Mideast - AFP

Egyptian president says US subject of "unprecedented" hate

Date: Tue Apr 20, 2:19 PM ET

PARIS (AFP) - Egyptian President Hosni Mubarak (news - web sites) said in an interview that the United States had become the target of unprecedented hatred after its invasion of Iraq (news - web sites) and that its interests were not safe anywhere on the planet.

"There exists today a hatred of Americans never equalled in the region," he told the newspaper Le Monde in a reference to the Middle East.

"In the beginning some people thought the Americans were helping them. There was no hatred towards Americans. After what happened in Iraq, there is an unprecedented hatred and the Americans know it," said Mubarak, regarded as one of the Middle Eastern leaders relatively sympathetic to the United States.

He said the first cause of terrorism was injustice. "Look at what is happening in Palestine and in Iraq. Where there is pressure and injustice there are terrorism and attacks," he said.
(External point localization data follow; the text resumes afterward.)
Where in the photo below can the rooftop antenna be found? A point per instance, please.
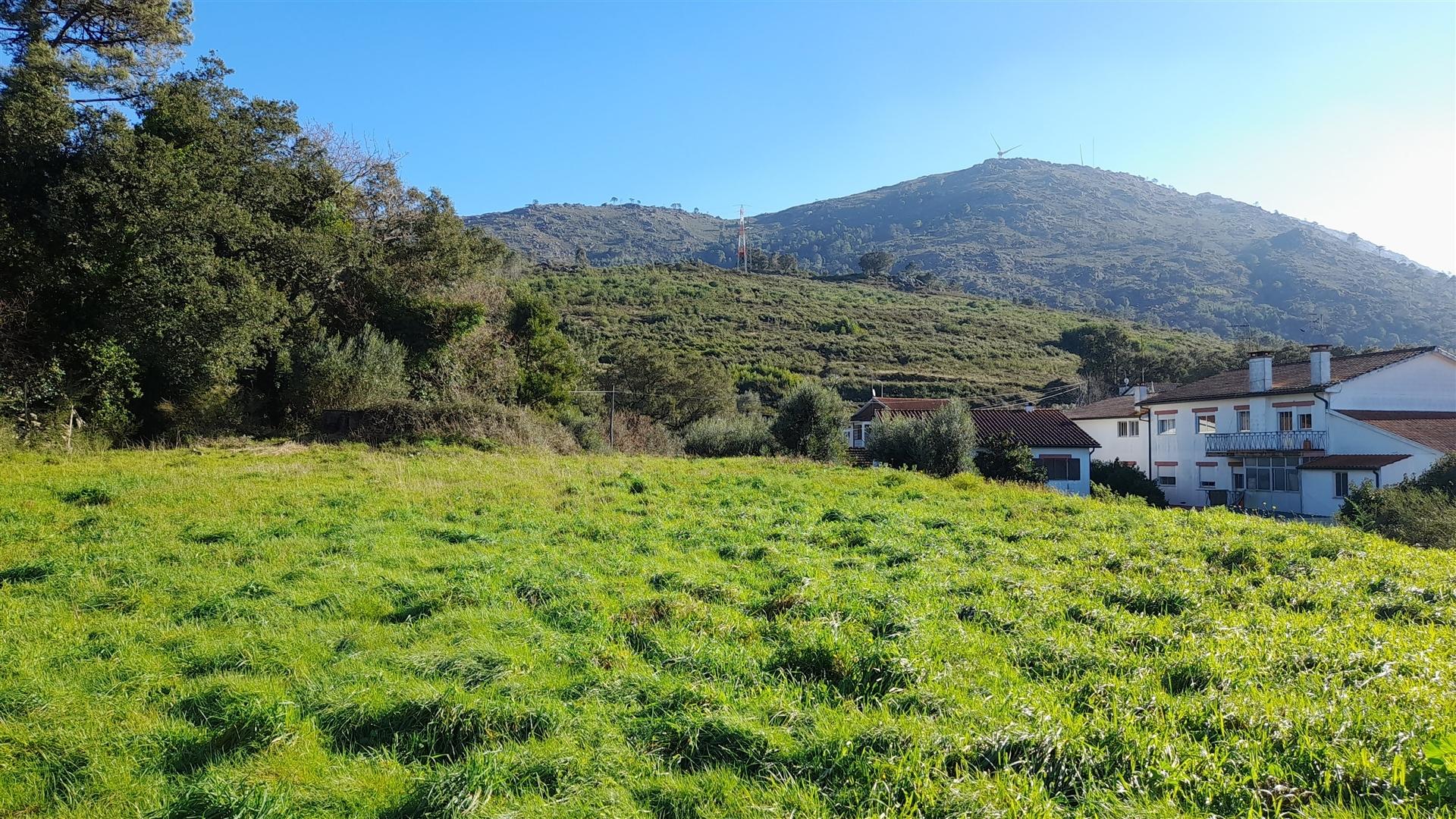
(1001, 152)
(743, 241)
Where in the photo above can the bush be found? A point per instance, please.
(941, 445)
(1128, 482)
(1440, 477)
(462, 422)
(346, 373)
(727, 436)
(893, 442)
(1003, 460)
(811, 422)
(1405, 512)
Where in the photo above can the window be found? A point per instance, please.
(1273, 474)
(1062, 468)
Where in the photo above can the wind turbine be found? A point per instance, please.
(1001, 152)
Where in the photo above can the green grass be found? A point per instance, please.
(444, 632)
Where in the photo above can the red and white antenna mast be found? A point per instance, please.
(743, 241)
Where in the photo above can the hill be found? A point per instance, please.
(854, 335)
(444, 632)
(1065, 235)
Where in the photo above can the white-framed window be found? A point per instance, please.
(1062, 468)
(1273, 474)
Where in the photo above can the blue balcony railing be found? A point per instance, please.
(1291, 441)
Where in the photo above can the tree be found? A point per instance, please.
(108, 47)
(877, 262)
(548, 366)
(943, 444)
(674, 390)
(1005, 460)
(811, 422)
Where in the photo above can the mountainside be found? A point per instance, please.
(855, 337)
(1062, 235)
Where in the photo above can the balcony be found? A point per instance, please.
(1254, 444)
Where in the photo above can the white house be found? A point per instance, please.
(1119, 423)
(1294, 438)
(1057, 445)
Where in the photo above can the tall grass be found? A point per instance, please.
(341, 632)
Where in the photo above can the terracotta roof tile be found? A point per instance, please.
(1288, 378)
(1436, 430)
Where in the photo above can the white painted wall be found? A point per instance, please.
(1126, 449)
(1426, 382)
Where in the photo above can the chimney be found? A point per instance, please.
(1320, 365)
(1261, 371)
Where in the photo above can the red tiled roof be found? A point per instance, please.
(1351, 461)
(1288, 378)
(1436, 430)
(1116, 407)
(899, 407)
(1037, 428)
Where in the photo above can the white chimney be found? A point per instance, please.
(1261, 371)
(1320, 363)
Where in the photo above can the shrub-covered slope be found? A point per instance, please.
(854, 335)
(1065, 235)
(351, 632)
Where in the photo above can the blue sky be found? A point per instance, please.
(1345, 114)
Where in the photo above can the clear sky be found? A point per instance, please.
(1345, 114)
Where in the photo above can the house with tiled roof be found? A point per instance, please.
(1062, 447)
(1296, 438)
(1117, 422)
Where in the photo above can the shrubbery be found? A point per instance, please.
(1003, 460)
(1128, 482)
(940, 445)
(1420, 512)
(811, 422)
(728, 436)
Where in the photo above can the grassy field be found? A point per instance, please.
(340, 632)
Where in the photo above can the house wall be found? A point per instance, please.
(1126, 449)
(1426, 382)
(1082, 487)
"It is despair that pushes some people to commit attacks against some American interest or other.

"Despair and a feeling of injustice are not going to confine themselves to our region," Mubarak said. "American and Israeli interests are not safe, not only in our region but in other parts of the world, in Europe, in America, anywhere in the world."

Mubarak also accused the United States of having helped create fundamentalist Islamist movements to fight the influence of the former Soviet Union.

"It is dangerous to exploit religion. They used Islam against communism. And today they say Islam is a danger. You should not meddle with the faith and beliefs of people."